It used to be the kind of place people whispered about in airports and rooftop bars. Tulum, with its bleached sands and a sea that didn’t just sparkle, it pulsed. But lately, the talk of paradise carries a different tone. The beaches are still there, sure, but now they lie buried beneath a brown, rotting blanket. And the crowds? They’ve thinned. Some locals say they’ve all but disappeared.
In the midst of this slow unraveling, one phrase keeps floating through conversations among hoteliers and restaurant owners: turismo nacional. If international visitors are hesitating, maybe Mexican families will come. But even that sliver of hope is tangled in red tape and rising costs.
The Toll of Sargassum and an Empty Season
Sargassum. One word, but it’s become the Caribbean’s seasonal curse. This year, it didn’t just arrive early. It came in monstrous volume. According to municipal data from the Zofemat office, more than 2,000 tons of the pungent seaweed were hauled off Tulum’s beaches between January and June of 2025. That’s over twice as much as the same period last year.

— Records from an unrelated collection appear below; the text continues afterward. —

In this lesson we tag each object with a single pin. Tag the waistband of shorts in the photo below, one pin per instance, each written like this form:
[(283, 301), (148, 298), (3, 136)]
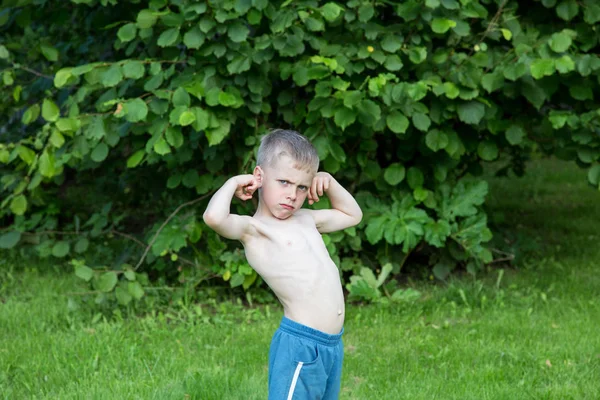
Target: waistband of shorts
[(296, 329)]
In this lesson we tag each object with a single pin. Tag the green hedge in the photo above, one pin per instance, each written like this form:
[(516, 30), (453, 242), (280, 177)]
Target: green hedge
[(114, 114)]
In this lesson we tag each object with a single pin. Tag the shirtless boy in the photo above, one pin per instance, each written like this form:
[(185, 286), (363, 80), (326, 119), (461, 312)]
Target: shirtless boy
[(283, 243)]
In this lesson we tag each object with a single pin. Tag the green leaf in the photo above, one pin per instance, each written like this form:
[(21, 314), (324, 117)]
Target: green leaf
[(127, 32), (62, 77), (146, 19), (507, 34), (564, 64), (84, 272), (487, 150), (463, 200), (594, 176), (394, 174), (542, 67), (46, 164), (375, 228), (515, 135), (337, 151), (493, 81), (181, 98), (451, 90), (50, 111), (134, 159), (417, 54), (82, 245), (471, 112), (186, 118), (366, 12), (415, 178), (60, 249), (436, 233), (161, 147), (49, 52), (560, 42), (113, 76), (18, 205), (123, 296), (393, 63), (31, 114), (391, 43), (168, 37), (331, 11), (173, 134), (135, 110), (216, 136), (9, 240), (567, 9), (194, 38), (592, 13), (238, 32), (3, 52), (344, 117), (421, 121), (441, 25), (397, 122), (129, 275), (133, 69), (436, 140), (107, 281), (135, 289), (581, 92), (100, 152)]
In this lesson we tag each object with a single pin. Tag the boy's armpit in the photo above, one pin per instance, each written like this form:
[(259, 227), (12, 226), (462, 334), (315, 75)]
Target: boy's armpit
[(332, 220)]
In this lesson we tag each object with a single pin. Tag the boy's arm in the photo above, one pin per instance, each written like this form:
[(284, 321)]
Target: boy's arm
[(345, 211), (217, 214)]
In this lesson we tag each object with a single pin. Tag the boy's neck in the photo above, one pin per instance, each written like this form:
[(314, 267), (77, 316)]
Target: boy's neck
[(262, 211)]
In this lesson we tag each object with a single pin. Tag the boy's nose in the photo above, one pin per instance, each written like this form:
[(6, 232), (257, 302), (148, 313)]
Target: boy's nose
[(292, 195)]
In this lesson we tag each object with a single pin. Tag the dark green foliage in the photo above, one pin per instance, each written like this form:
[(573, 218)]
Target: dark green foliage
[(114, 113)]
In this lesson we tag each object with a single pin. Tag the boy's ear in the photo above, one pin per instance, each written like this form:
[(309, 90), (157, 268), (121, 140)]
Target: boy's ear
[(258, 175)]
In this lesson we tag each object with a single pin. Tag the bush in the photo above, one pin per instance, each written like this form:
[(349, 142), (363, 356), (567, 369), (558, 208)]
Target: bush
[(116, 113)]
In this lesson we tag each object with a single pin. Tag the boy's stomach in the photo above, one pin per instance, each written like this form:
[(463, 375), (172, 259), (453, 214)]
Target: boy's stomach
[(311, 295)]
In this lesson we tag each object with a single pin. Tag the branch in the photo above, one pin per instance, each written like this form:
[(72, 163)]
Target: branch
[(34, 72), (189, 203)]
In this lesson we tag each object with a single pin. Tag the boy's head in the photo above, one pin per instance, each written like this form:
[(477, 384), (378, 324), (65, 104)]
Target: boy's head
[(286, 165)]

And with that, the heart of Tulum’s economy, tourism, has started to skip a beat.
“I think we’ve hit rock bottom,” said Antonio Paparella, a hotel owner who’s watched the town rise and now stagger over the past ten years. “At least in the decade I’ve lived here, I’ve never seen it this bad.”

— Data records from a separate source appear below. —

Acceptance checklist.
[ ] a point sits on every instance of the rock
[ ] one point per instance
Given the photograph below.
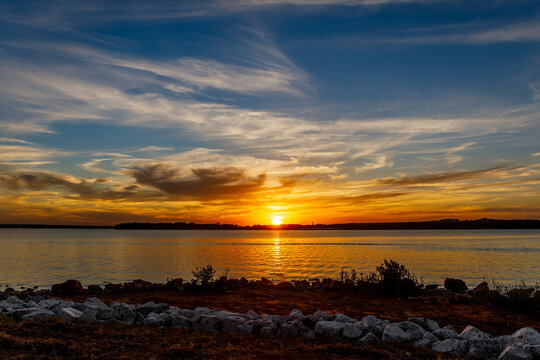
(207, 323)
(266, 330)
(447, 332)
(310, 321)
(293, 328)
(69, 314)
(179, 321)
(354, 330)
(329, 328)
(427, 324)
(514, 352)
(154, 319)
(323, 315)
(277, 319)
(34, 298)
(455, 285)
(296, 314)
(150, 307)
(344, 318)
(14, 300)
(124, 312)
(369, 338)
(403, 332)
(20, 312)
(525, 335)
(94, 289)
(481, 292)
(472, 333)
(484, 348)
(38, 314)
(187, 313)
(450, 347)
(426, 341)
(203, 310)
(232, 324)
(89, 315)
(252, 315)
(67, 288)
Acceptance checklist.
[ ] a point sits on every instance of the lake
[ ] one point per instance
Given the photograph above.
(47, 256)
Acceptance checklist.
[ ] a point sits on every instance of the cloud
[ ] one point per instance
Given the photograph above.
(82, 188)
(205, 183)
(379, 163)
(439, 177)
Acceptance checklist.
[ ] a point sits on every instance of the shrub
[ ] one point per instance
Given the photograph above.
(395, 279)
(203, 276)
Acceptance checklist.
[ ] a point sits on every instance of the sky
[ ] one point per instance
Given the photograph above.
(252, 112)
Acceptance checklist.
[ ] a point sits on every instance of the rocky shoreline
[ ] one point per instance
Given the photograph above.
(524, 344)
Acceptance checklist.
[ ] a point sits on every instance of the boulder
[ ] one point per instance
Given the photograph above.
(525, 335)
(150, 307)
(329, 328)
(38, 314)
(179, 321)
(426, 341)
(450, 347)
(296, 314)
(232, 324)
(455, 285)
(207, 323)
(344, 318)
(67, 288)
(369, 338)
(481, 292)
(472, 333)
(69, 313)
(515, 352)
(484, 348)
(14, 300)
(310, 321)
(154, 319)
(293, 328)
(354, 330)
(403, 332)
(323, 315)
(252, 315)
(447, 332)
(427, 324)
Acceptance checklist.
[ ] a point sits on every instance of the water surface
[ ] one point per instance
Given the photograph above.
(47, 256)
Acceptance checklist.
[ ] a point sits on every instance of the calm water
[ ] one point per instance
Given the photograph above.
(44, 257)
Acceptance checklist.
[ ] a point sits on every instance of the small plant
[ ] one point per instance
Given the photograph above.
(203, 276)
(395, 279)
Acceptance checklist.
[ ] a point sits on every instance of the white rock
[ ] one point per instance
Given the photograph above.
(525, 335)
(450, 347)
(472, 333)
(354, 330)
(296, 314)
(329, 328)
(369, 338)
(38, 314)
(514, 353)
(69, 313)
(344, 318)
(427, 324)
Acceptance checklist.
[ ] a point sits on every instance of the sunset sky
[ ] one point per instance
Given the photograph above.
(245, 111)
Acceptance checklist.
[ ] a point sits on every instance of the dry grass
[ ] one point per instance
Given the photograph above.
(57, 339)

Paparella’s concerns go beyond dwindling bookings. At the core, it’s about access. He believes that during this contingency, the least the government could do is remove the fee that blocks people from the beach.

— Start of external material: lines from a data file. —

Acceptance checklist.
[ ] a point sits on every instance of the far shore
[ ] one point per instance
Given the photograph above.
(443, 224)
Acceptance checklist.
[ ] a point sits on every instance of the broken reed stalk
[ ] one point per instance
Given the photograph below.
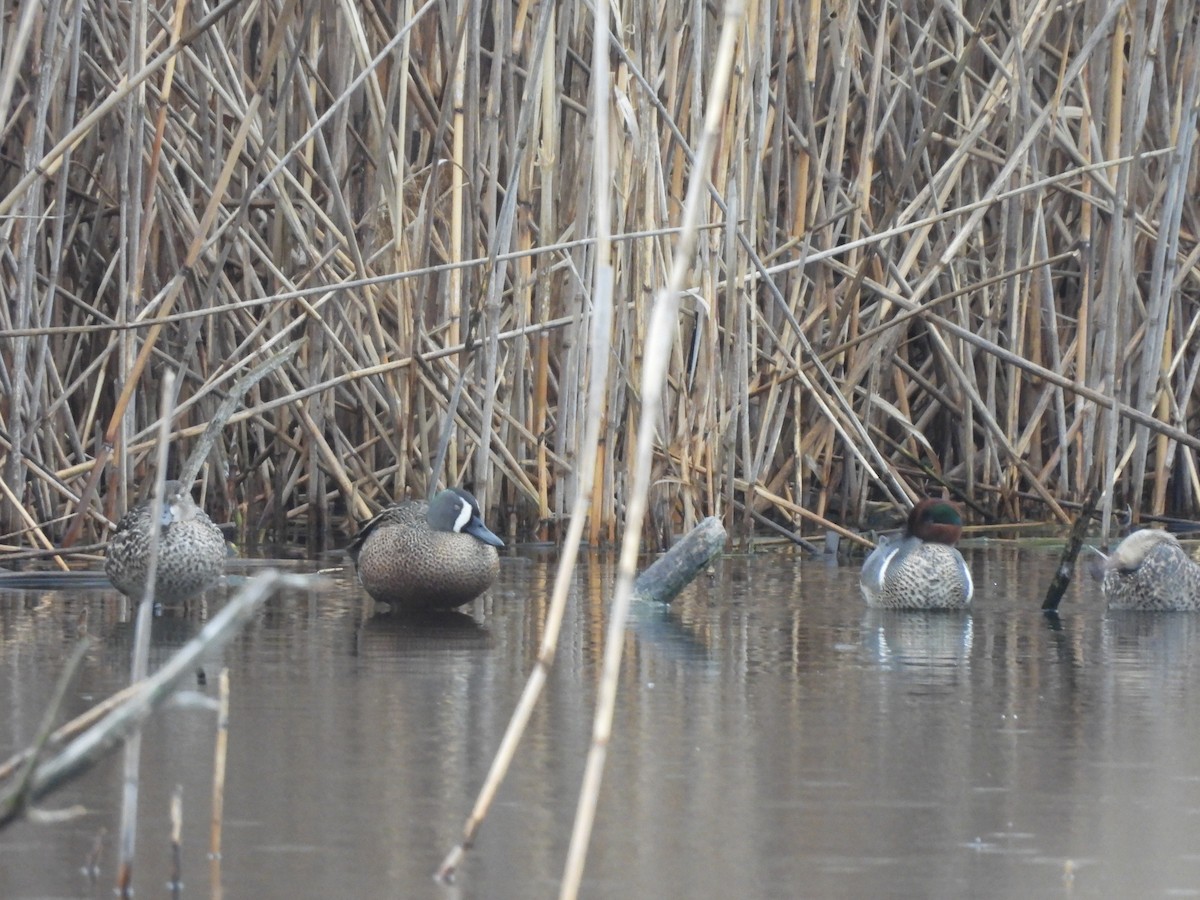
(659, 340)
(175, 883)
(600, 330)
(151, 693)
(17, 801)
(141, 661)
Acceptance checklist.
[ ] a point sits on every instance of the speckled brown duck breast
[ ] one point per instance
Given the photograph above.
(1150, 570)
(418, 556)
(191, 549)
(922, 569)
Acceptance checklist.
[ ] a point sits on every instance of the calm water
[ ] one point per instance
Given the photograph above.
(773, 739)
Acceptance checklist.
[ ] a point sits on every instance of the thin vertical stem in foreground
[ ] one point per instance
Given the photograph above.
(657, 355)
(142, 648)
(598, 378)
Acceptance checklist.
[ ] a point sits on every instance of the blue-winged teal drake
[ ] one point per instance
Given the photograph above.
(418, 556)
(1150, 570)
(191, 549)
(922, 569)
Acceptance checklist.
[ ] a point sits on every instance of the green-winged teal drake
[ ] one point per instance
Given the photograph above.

“We need free public beaches,” he said. “It’s not fair that tourists can’t just bring their umbrella and cooler and enjoy the sea without having to pay.”
And he’s not alone.
The Jaguar’s Gates and a Closed Welcome
A lot of the frustration is being aimed at the Parque Nacional del Jaguar. This coastal reserve, rich in biodiversity and archaeological memory, was meant to preserve nature and invite respectful tourism. But lately, for many, it feels more like a locked gate than a protected haven.
Normally, access to the park’s beaches requires a fee. But now, in the middle of a perfect storm, low season, environmental disaster, economic downturn, that cost might be doing more harm than good.
Verónica Genovaly, director of the park’s Environmental and Labor Unit, confirmed that a request has been submitted to the federal government to suspend the fee. Whether the request is granted is still uncertain, but the pressure is mounting.
In a town where the economy rises and falls with the tide, even a small policy change could have a big impact.
Betting on Domestic Tourism
With international arrivals in steep decline and many foreign tourists deterred by the seaweed, Tulum is pivoting. Locals are pinning their hopes on turismo nacional, Mexican families who might still be drawn to the coast, if the beaches are open and affordable.
But hope alone won’t fill empty hotel rooms. There needs to be action. Without it, the dream of a revived Tulum risks becoming just another lost postcard.
Some say the seaweed is a symbol. A town drowning in problems it didn’t cause, struggling to breathe again. Tulum was never meant to be a gated paradise for the elite. At its best, it was raw, open, imperfect. That spirit is still there, locals insist. You just have to cut through the algae to see it.
So, what would it take for Tulum to become that place again?